Quase ao final do Entre Vistas, Juca Kfouri perguntou ao ex-ministro se ele tem certeza que haverá eleição em outubro, questão recorrente em certos grupos do campo progressista nos últimos tempos. “É uma questão muito difícil”, disse Renato Janine. Para ele, o Brasil hoje é um “anão internacional”, um país não mais respeitado mundo afora, e o eventual cancelamento das eleições aumentaria essa desmoralização internacional.

Sem receio de usar a palavra “golpe” para definir os acontecimentos recentes mais marcantes no país, como o impeachment de Dilma e a prisão de Lula, o filósofo acredita que a preferência dos golpistas seja a vitória de um candidato do PSDB.

Segundo o ex-ministro, o que mais preocupa é a falta de respostas à altura da esquerda e do campo progressistas, em geral, a cada “passo do golpe”. O comportamento seletivo da Justiça é outro elemento apontado por ele como preocupante. O grande exemplo é a prisão de Lula por um apartamento que nunca foi dele, enquanto o senador Aécio Neves (PSDB-MG), gravado pedindo R$ 2 milhões, está solto.

O próprio protagonismo assumido pelo poder judiciário é visto como preocupante pelo filósofo.
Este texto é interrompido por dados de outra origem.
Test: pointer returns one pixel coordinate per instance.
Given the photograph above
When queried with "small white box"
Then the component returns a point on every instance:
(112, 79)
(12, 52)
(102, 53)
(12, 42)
Lembrando que a Justiça é um poder não eleito, com características aristocráticas, Renato Janine Ribeiro diz “não ser mal” ter um poder qualificado pela competência, resultado de concursos públicos, mas quando esse poder é usado para mudar a interpretação da Constituição, punir umas pessoas e poupar outras, tudo fica “muito complicado”.